Mesmo num dia de céu encoberto e com a chuva a teimar cair, dezenas de turistas passeiam pelo pequeno calçadão que acompanha a Praia da Luz, onde já nada remete para um dos casos de polícia mais mediáticos em Portugal, que dez anos depois ainda se mantém vivo nas memórias dos que por ali se cruzam.

Pela segunda vez a passar férias naquela zona, a britânica Irene Duffield acredita que ninguém vai esquecer a pequena Madeleine McCann, desaparecida a 3 de maio de 2007 de um apartamento na praia da Luz, cujo nome perdurará na memória coletiva dos ingleses, como em todo o mundo, durante muito tempo.

A turista, que vive no condado de Essex, no Reino Unido, acredita que se tratou de um "caso único" num país "seguro", ao qual os britânicos são muito afeiçoados, razão pela qual o desaparecimento da menina, por si só, não impede as pessoas de voltarem ali.

"Com sorte, ela ainda estará por aí e poderá aparecer viva", crê Irene Duffield, criticando, no entanto, a atuação da polícia portuguesa que, inicialmente, terá conduzido mal a investigação, por não ter atuado "tão rápido quanto devia".

O marido, Bruce, também acredita que o desaparecimento de Maddie não é motivo para afastar as pessoas de irem para aquela zona do Algarve, uma vez que "poderia acontecer em qualquer lado", embora este caso em particular tenha sido "muito difundido em Inglaterra".

O francês Yann Allo está pela terceira vez na Praia da Luz e considera que "há casos semelhantes que acontecem em todo o lado", mesmo no seu país, que afetam as pessoas numa fase inicial, mas que depois caem no esquecimento.

"Nos primeiros tempos, acho que teve algum impacto no turismo da Praia da Luz, porque certas pessoas com crianças pequenas talvez tenham ficado com receio, mas com o tempo a imagem vai desvanecer-se e não fica uma má imagem para a praia da Luz", refere.

Acabado de chegar para uma temporada de um mês e meio de férias, o turista diz que em França já se "virou a página" e não se fala tanto do caso Maddie, apesar de ter tocado o país, sobretudo no seu caso, por ser natural da região da Bretanha.

Presidente da Câmara de Lagos na altura do incidente, Júlio Barroso confessa que nunca vai esquecer o ambiente de comoção e de união que se gerou entre a população e os turistas da Praia da Luz.

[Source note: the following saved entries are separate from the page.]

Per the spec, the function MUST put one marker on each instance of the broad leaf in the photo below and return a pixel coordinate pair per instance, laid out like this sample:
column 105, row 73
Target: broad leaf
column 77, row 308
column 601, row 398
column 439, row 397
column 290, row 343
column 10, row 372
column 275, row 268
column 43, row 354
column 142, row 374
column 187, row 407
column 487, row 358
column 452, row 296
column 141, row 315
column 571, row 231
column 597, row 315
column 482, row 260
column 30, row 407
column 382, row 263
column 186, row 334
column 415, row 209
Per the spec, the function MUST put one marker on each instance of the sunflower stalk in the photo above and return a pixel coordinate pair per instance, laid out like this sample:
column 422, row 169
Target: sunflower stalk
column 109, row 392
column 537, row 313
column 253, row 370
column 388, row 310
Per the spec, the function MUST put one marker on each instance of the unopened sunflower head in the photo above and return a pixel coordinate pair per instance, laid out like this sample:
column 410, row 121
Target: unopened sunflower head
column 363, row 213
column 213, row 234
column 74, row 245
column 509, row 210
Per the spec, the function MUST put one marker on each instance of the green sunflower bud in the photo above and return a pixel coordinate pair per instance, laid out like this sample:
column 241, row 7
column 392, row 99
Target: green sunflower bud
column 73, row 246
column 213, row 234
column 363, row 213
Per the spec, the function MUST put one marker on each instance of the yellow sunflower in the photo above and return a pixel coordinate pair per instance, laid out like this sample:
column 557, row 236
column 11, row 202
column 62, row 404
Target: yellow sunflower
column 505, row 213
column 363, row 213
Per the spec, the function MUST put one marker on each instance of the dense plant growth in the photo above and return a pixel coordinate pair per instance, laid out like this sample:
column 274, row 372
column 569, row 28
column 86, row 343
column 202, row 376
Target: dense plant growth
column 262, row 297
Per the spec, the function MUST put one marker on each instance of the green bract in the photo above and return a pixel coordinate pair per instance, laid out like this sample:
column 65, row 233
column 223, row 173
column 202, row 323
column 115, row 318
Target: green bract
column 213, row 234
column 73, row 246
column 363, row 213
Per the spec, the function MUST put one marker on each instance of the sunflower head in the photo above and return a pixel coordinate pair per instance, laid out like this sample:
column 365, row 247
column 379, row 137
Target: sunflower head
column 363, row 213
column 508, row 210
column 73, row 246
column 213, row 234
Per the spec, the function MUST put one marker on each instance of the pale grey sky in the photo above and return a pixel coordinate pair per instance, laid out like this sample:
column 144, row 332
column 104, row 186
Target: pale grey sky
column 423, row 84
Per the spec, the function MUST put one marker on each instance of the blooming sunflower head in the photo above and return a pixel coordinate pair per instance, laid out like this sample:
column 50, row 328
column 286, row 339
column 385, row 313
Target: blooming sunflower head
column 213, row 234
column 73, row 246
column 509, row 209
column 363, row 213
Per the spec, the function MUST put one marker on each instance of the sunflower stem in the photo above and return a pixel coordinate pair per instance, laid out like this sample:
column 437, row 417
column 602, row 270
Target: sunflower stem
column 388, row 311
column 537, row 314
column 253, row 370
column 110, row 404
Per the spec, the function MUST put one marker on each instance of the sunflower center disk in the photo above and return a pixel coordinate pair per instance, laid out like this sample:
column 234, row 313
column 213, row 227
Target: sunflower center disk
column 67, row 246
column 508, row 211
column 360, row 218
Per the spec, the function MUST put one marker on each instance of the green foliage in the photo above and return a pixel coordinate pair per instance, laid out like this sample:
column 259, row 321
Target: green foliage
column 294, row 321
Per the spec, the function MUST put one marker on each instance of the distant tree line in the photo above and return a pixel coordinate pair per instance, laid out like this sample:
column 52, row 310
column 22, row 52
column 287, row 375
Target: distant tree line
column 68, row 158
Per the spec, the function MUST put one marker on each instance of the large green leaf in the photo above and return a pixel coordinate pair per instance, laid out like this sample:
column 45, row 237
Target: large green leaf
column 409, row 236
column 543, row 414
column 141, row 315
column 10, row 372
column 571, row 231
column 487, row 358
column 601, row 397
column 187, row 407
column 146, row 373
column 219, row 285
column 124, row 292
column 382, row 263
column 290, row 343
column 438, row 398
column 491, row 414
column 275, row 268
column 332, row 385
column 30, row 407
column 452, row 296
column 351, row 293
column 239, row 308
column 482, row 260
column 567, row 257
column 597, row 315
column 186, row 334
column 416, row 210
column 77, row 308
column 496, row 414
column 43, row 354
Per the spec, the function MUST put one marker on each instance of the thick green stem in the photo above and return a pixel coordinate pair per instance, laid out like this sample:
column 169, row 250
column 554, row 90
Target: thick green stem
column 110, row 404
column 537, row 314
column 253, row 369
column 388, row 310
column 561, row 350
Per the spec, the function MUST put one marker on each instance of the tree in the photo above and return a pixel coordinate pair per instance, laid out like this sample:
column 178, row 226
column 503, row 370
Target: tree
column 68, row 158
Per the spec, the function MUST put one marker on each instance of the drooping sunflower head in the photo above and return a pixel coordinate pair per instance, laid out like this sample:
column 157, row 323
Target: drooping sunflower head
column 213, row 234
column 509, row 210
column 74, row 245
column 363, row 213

"Suscitou nas pessoas uma grande mágoa e um sentido de solidariedade e de entreajuda", lembra, dizendo recordar-se dos primeiros instantes, em que toda a população aderiu em massa para procurar "a mais pequena pista".

Para o ex-autarca, se num primeiro momento se registou uma quebra na procura de alojamento no aldeamento turístico onde Maddie desapareceu, agora Luz Ocean Club, "isso foi ultrapassado com relativa facilidade" porque se percebeu que se tratava de um caso isolado.

"Se inicialmente isso suscitou alguma dúvida sobre a segurança em Portugal e no Algarve está mais que demonstrado que as pessoas não atribuem qualquer responsabilidade à falta de mecanismos de segurança, policiais e até de prevenção", frisou.

Contudo, o caso permanece como um alerta "para aumentar os níveis de proteção", porque até no sítio "mais pacato do mundo", onde mais de 50% dos habitantes são estrangeiros, pode acontecer.

Criada na zona da Praia da Luz, Catarina Rêgo recorda como há dez anos não se falava ali de outra coisa e de como havia a "tendência para guardar as crianças", o que já não vê acontecer, hoje em dia.

"Inicialmente talvez as pessoas pensassem um bocadinho no assunto, hoje em dia não noto qualquer repercussão a nível do turismo nem uma preocupação nas famílias com crianças", observa.

Considerando que este é um caso que perdurará na memória de todos, Catarina confessa que a população ainda sente "uma mágoa" relativamente ao caso, porque nunca ter ficado esclarecido o que realmente aconteceu.

Jerónimo Veiga, que vive há vários anos na Praia da Luz, confessa que até lhe custa trocar impressões sobre o caso e recorda como, numa fase inicial, os habitantes eram olhados de lado pelos turistas.

"No início desta situação o 'portuguesinho' da Praia da Luz era muito mal visto", relembra, contando que ainda hoje tem em casa um jornal com expressões pejorativas publicadas na Imprensa britânica e que o revoltaram.

Ainda hoje, diz, pode haver alguns britânicos que olham para os habitantes da Praia da Luz de maneira diferente, mas a vida continua na pequena vila junto ao mar, onde nunca mais se repetiu caso semelhante.